Lewis told Dell Technologies World that it has an even more powerful storage idea on the horizon: Project Lightning coming next year.

“Project Lightning is a game-changing parallel file system built for unstructured storage specifically for AI,” he said. “What do I mean by game changing? When we look at it versus our nearest flash-only scale out competitors, we will see performance increases of 20x and throughput increases of 18 and a half times. Truly game-changing performance.”

As the technology progresses and AI models become tailored for the organization running them the number of parameters they need, and thus the compute requirement to run them will shrink, Lewis told CRN after the presentation, but the need for models to quickly reference the data that is kept in attaches storage will grow.

“If you believe in algorithmic innovation driving smaller domain specific models, the way that AI works is the model sits on the GPU, so a query is made, it goes into the GPU, it hits the model, if the model can respond it responds, if it can’t it has to go fetch data from the attached storage,” Lewis said. “As the models get smaller, the need for the model to fetch information from the attached storage, is going to go up dramatically.”

For customers who hope to train their own data on smaller training smaller models the quality of the attached storage determines the performance of the entire system.

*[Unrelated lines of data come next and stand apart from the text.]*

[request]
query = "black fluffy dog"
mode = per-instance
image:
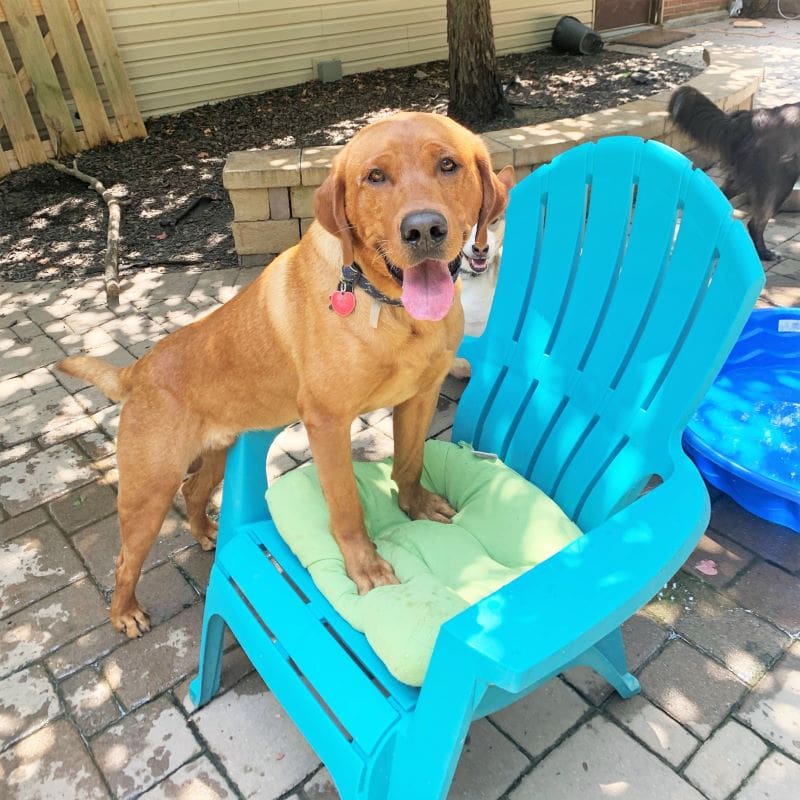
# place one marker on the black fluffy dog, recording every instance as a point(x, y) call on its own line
point(760, 152)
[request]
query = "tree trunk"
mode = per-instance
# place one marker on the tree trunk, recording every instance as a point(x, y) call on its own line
point(475, 92)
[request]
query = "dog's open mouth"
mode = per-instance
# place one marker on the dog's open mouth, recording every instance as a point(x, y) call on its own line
point(478, 265)
point(428, 290)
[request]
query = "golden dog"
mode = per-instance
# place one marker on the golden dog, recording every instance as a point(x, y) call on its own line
point(398, 205)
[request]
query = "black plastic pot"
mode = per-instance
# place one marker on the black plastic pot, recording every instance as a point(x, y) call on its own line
point(572, 36)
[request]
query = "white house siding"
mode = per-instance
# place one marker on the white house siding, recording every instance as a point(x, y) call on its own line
point(183, 54)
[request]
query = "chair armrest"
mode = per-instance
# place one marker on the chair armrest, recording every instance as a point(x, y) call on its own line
point(535, 625)
point(245, 483)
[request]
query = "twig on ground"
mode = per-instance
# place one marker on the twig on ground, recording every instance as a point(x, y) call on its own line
point(111, 261)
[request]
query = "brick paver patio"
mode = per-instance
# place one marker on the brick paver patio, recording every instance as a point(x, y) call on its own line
point(86, 713)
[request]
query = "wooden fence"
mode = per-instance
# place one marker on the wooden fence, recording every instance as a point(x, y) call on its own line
point(32, 34)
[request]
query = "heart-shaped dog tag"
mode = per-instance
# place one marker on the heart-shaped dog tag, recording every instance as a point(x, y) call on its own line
point(343, 302)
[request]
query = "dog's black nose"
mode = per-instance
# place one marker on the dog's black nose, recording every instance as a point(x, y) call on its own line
point(480, 252)
point(423, 229)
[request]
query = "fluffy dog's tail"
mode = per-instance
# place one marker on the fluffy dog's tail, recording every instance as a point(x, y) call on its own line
point(110, 380)
point(696, 115)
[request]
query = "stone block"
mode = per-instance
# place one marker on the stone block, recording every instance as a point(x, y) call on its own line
point(771, 593)
point(41, 477)
point(642, 638)
point(20, 358)
point(747, 645)
point(691, 688)
point(261, 169)
point(538, 721)
point(271, 236)
point(717, 560)
point(773, 708)
point(90, 701)
point(599, 760)
point(250, 204)
point(279, 207)
point(282, 757)
point(653, 727)
point(87, 505)
point(776, 778)
point(42, 627)
point(27, 702)
point(725, 760)
point(15, 526)
point(197, 780)
point(35, 565)
point(302, 198)
point(143, 668)
point(84, 650)
point(144, 747)
point(316, 163)
point(51, 765)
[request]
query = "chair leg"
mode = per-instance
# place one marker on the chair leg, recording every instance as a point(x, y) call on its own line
point(206, 684)
point(427, 755)
point(607, 657)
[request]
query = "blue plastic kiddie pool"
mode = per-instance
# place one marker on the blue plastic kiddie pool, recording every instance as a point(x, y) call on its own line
point(745, 436)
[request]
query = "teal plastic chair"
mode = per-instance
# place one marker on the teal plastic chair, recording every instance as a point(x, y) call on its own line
point(624, 284)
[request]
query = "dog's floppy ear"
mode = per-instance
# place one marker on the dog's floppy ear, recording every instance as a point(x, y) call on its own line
point(495, 190)
point(329, 209)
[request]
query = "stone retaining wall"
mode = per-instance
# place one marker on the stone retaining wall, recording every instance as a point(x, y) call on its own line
point(272, 191)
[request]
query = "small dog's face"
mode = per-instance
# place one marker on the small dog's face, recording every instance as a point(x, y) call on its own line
point(477, 259)
point(402, 197)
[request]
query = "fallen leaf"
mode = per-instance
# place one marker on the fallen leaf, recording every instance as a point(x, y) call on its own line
point(707, 567)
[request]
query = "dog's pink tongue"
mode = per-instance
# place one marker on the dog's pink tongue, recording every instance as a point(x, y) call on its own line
point(428, 290)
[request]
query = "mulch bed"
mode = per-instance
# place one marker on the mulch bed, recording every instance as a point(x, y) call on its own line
point(176, 210)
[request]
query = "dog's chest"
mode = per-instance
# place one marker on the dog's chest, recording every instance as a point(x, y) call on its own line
point(477, 294)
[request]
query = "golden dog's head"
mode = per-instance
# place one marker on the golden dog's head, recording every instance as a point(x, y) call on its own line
point(402, 198)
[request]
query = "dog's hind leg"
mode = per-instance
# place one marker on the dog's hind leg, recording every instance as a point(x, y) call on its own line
point(150, 473)
point(197, 490)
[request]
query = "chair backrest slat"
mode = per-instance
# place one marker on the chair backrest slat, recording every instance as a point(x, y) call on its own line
point(622, 271)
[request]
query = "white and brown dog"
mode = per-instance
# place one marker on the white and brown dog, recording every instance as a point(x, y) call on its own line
point(479, 270)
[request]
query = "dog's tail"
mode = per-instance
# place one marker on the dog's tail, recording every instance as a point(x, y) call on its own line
point(696, 115)
point(110, 380)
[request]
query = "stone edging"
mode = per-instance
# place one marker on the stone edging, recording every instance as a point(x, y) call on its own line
point(272, 191)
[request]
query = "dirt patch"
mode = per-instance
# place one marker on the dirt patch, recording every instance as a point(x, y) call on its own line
point(176, 210)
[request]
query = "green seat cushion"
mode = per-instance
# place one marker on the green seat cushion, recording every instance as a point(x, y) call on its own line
point(504, 526)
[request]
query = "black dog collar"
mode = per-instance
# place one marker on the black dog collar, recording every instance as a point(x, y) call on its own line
point(343, 300)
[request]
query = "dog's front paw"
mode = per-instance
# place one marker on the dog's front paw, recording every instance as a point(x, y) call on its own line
point(368, 570)
point(423, 504)
point(206, 534)
point(133, 622)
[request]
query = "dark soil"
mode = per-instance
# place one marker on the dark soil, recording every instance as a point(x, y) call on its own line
point(53, 226)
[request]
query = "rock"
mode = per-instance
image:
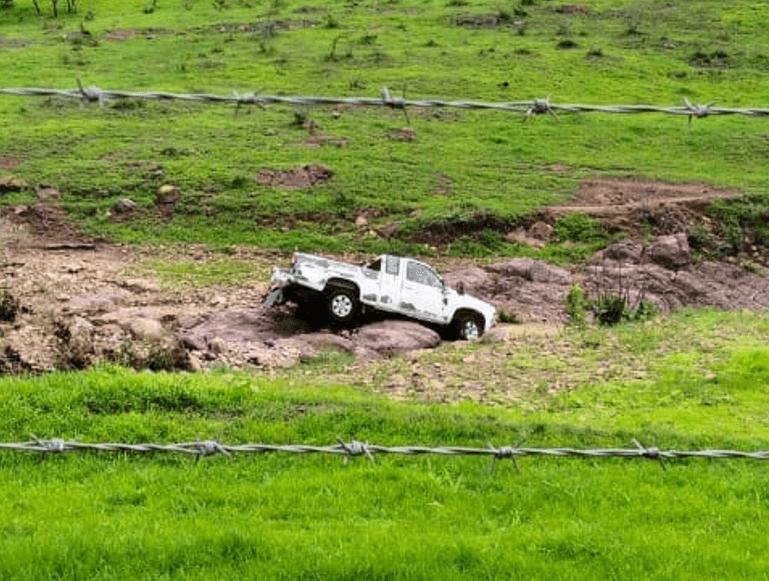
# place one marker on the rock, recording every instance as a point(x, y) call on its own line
point(541, 231)
point(11, 184)
point(473, 279)
point(168, 194)
point(140, 285)
point(671, 251)
point(532, 270)
point(393, 336)
point(146, 329)
point(521, 237)
point(95, 300)
point(124, 206)
point(192, 342)
point(217, 345)
point(389, 230)
point(46, 192)
point(361, 221)
point(626, 250)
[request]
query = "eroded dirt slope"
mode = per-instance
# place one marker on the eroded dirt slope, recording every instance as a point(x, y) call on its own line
point(80, 300)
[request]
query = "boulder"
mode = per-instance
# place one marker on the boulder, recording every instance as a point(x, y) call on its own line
point(541, 231)
point(124, 206)
point(530, 269)
point(11, 184)
point(671, 251)
point(627, 250)
point(168, 194)
point(392, 336)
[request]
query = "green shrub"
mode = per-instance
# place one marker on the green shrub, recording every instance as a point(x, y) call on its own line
point(578, 227)
point(576, 306)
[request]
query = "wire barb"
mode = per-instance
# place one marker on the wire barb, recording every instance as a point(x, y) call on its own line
point(355, 448)
point(504, 453)
point(90, 94)
point(698, 111)
point(653, 453)
point(210, 447)
point(539, 107)
point(54, 446)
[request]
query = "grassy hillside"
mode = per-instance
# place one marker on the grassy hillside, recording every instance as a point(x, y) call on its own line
point(118, 516)
point(454, 166)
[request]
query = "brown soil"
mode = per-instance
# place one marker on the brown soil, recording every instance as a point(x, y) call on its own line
point(9, 162)
point(64, 282)
point(299, 177)
point(624, 204)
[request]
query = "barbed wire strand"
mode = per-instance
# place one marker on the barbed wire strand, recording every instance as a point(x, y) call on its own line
point(356, 448)
point(527, 108)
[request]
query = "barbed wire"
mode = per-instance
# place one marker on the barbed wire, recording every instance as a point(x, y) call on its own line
point(357, 448)
point(527, 108)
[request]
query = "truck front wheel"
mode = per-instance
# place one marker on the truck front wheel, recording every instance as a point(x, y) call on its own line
point(468, 326)
point(342, 305)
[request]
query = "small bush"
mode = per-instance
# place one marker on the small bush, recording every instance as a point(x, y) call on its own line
point(9, 306)
point(578, 227)
point(504, 316)
point(576, 306)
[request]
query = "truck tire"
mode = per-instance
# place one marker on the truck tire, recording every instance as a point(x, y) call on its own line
point(342, 305)
point(468, 326)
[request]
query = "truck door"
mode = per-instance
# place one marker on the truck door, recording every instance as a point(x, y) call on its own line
point(389, 291)
point(422, 293)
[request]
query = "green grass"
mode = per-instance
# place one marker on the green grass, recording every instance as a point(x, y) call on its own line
point(110, 516)
point(461, 164)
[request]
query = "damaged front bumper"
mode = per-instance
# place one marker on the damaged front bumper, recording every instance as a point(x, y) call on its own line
point(280, 279)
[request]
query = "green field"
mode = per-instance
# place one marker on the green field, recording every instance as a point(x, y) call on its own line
point(461, 167)
point(691, 380)
point(100, 515)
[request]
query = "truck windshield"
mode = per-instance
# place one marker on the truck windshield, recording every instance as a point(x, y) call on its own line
point(422, 274)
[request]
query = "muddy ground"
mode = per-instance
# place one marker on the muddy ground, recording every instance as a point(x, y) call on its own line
point(73, 301)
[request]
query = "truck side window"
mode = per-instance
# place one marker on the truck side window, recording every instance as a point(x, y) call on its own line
point(419, 273)
point(392, 265)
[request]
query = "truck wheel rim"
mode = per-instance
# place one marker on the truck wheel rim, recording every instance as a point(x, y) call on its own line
point(341, 306)
point(470, 330)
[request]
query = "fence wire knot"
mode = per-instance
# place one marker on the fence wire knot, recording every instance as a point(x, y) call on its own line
point(395, 102)
point(54, 446)
point(538, 107)
point(248, 99)
point(652, 452)
point(91, 94)
point(698, 111)
point(355, 448)
point(211, 447)
point(503, 453)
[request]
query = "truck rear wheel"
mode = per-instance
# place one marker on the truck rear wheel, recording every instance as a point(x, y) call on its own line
point(468, 326)
point(342, 305)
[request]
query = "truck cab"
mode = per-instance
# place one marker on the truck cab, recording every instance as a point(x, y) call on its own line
point(394, 284)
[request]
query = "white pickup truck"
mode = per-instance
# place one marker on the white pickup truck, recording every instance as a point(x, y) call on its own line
point(392, 284)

“In a 400-billion parameter model, it’s less necessary,” Lewis said. “But when you start getting down into the 8-billion, 4-billion, 2-billion parameter models, then that attached storage becomes very, very important.”

Howdyshell said among the products unveiled at Dell Technologies World, the one that he is excited to begin conversations about is the new PowerStore with 5 to 1 compression.

“That is huge,” he said of the technology. “In the deals we have done and in the opportunities we are quoting, typically, the customer wants to move fast with compute, and then secondary is storage. It’s a big opportunity, because where there’s obviously data, computing power required in it, customers got to have storage. You got it. You got to have storage, and ultimately, some point back up.”